Parameter | Description | Default Values |
---|---|---|
"geometry_file_path" | Path for geometry file used | in config |
"grids_path" | Path for saving grid | in config |
"ais_path" | Path of merged AIS messages directory | in config |
"ais_cleaned_path" | Path of cleaned AIS messages directory | in config |
"density_path" | Path of resulting density files directory | in config |
"colors_files_path" | Path of density file (TIFF) color files directory | in config |
"ais_stats_path" | Path for the statistics directory | in config |
"out_crs" | Output coordinate reference system code (CRS 3035 or 3857(not tested) ) | 3035 |
"empty_fields" | If true removes messages with empty fields | false |
"invalid_movement_fields" | If true removes messages with invalid values in COG,SOG,LON,LAT fields | false |
"invalid_mmsi" | If true removes messages with invalid mmsi values (see below) | false |
"false_mmsi" | List of MMSIs to be excluded | in config |
"land_mask" | If true it enforces land-masking process | false |
"bounding_box" | List of coordinates that indicate the area of interest. The coordinates are in the format: [minLon, minLat, maxLon, maxLat], and must follow the output projection system | optional in config (example: [5905000, 2185000, 5910000, 2190000]) |
"downsample" | If true it enforces downsampling process | false |
"downsample_rate" | Downsampling rate (in milli-seconds) | in config (example: 180000 ~ 3 mins) |
"noise_filter" | If true it enforces noise filtering process by eliminating messages that indicate improbable transitions | in config |
"grid_edge_lengths" | List of grid cell lengths for the grid generation. Each length indicates the size of edge on each dimension (in meters). | in config (example: [500000,200000,10000]) |
"timeframe" | If true it enforces a filter regarding each messages timestamp. If true, the "start_time"/"end_time" must be defined (using the EPOCH representation - in milliseconds) | false |
"start/end_time" | The startin/ending times for the teimframe filter (in milliseconds) | in config (example: 1647592893000) |
"min_positions" | Number of minimum AIS messages for the file to be included in the cleaning process | 10 |
"max_threads" | Maximium number of threads during execution; only for the processes that work in parallel | 4 |
"density_method" | Method to be used for density maps 'vessels_count'(default) or 'time_at_cells' | 'vessels_count' |
"density_vessel_types" | List of types of vessels to be considered while creating density maps. One map will be generated for each vessel type, based on the type codes provided in the AIS. The 'All' option includes all vessels regardless their type. Options include: ['All', 'Cargo', 'Tanker', 'Dredging', 'HSC', 'Fishing', 'Military_Law', 'Passenger', 'Pleasure', 'Sailing', 'Service', 'Tug', 'Unknown', 'Other'] | 'All' |
Directory ('colors_files_path') with color files should include a TXT file, named 'colors_{GEL}.txt' with GEL is the each grid edge length in meters (example: 'colors_1000.txt'). Each file should include the density thresholds followed by the appropriate color, expressed as RGB and with an opacity indicator (0-255).
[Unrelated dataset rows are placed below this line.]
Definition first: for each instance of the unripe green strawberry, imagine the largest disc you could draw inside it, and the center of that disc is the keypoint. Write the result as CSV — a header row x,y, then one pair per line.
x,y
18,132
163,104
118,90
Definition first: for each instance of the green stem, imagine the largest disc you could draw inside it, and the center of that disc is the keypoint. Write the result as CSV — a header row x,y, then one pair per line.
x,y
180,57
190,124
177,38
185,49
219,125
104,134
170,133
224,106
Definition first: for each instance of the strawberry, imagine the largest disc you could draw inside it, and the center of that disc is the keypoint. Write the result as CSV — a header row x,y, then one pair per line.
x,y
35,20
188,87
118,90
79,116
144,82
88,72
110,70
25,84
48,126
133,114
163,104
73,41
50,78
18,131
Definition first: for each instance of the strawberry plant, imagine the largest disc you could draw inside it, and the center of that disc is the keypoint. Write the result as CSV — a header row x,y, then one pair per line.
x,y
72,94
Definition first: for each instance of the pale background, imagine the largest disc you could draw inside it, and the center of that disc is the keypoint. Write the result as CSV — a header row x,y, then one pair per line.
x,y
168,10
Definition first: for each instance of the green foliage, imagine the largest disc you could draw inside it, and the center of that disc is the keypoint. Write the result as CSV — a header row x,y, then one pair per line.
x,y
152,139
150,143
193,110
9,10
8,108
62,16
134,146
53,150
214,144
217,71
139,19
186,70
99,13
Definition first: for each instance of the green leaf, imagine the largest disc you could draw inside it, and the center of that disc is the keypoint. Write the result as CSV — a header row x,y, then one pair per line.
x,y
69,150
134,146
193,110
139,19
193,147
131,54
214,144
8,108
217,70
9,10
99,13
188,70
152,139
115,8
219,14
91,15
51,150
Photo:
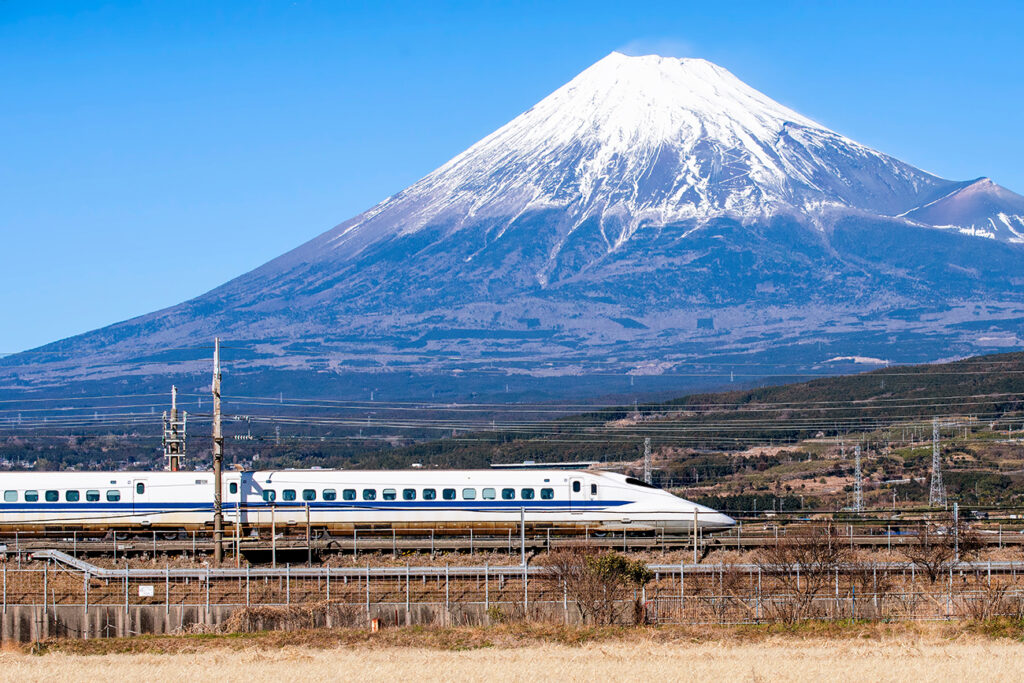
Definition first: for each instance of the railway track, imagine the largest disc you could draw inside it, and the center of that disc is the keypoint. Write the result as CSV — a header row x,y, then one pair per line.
x,y
292,548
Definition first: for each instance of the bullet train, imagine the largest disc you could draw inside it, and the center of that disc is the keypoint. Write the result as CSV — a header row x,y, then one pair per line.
x,y
345,500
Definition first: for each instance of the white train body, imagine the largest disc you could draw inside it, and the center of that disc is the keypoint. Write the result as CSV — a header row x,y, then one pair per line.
x,y
340,500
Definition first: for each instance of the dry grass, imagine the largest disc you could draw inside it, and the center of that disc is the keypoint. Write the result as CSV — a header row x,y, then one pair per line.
x,y
921,653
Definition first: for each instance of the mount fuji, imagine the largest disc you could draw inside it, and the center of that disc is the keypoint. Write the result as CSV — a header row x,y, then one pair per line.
x,y
652,218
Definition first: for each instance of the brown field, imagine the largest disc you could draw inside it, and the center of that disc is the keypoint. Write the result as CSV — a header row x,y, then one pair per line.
x,y
830,652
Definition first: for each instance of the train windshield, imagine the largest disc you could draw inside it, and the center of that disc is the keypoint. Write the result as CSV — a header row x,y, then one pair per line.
x,y
640,482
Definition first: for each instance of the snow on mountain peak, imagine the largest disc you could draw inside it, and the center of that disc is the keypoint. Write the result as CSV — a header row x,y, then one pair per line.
x,y
648,139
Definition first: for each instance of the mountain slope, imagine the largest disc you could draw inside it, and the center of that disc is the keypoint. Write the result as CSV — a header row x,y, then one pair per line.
x,y
649,215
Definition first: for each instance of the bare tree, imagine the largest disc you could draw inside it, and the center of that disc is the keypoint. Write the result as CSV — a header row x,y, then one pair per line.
x,y
600,585
801,565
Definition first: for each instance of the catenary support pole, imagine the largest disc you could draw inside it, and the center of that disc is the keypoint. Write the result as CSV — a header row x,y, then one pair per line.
x,y
218,460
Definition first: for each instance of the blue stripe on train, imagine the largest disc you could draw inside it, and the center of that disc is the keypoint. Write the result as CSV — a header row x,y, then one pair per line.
x,y
480,506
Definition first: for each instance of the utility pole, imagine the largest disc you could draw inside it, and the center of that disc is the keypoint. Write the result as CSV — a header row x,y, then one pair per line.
x,y
218,460
937,494
646,460
174,433
858,492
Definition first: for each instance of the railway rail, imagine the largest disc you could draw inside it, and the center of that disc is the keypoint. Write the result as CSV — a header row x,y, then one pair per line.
x,y
295,548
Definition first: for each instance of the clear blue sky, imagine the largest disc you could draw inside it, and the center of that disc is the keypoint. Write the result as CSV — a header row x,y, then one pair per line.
x,y
151,151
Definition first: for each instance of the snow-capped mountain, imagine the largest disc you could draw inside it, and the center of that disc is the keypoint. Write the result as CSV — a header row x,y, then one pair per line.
x,y
649,214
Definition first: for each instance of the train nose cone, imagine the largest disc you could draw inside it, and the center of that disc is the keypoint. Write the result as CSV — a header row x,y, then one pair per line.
x,y
718,520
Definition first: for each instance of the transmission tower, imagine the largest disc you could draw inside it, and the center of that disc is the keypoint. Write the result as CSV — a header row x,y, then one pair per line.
x,y
858,492
174,433
646,460
937,494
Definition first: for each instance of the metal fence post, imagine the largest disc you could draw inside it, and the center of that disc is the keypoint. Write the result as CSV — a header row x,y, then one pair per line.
x,y
682,595
759,593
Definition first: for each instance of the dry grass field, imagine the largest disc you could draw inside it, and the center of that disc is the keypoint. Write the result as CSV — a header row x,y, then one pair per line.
x,y
912,652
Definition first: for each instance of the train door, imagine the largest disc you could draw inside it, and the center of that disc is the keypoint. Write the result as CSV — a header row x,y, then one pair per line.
x,y
140,499
581,491
577,495
233,510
You may extract requirements from imports using the command : pipreqs --force
You may use the pip-licenses package to check dependencies licences
pip-licenses -p pyproj geopandas Fiona haversine pandas Shapely
results in :
Fiona 1.8.21 BSD License
Shapely 2.0.0 BSD License
geopandas 0.10.2 BSD
haversine 2.5.1 MIT License
pandas 1.4.2 BSD License
pyproj 3.3.1 MIT License
This work has been partially supported by the "Athena" Research Center, as part of the project MIS 5154714 of the National Recovery and Resilience Plan Greece 2.0 funded by the European Union under the NextGenerationEU Program.
This work is licensed under a Creative Commons Attribution-NonCommercial-ShareAlike 4.0 International License.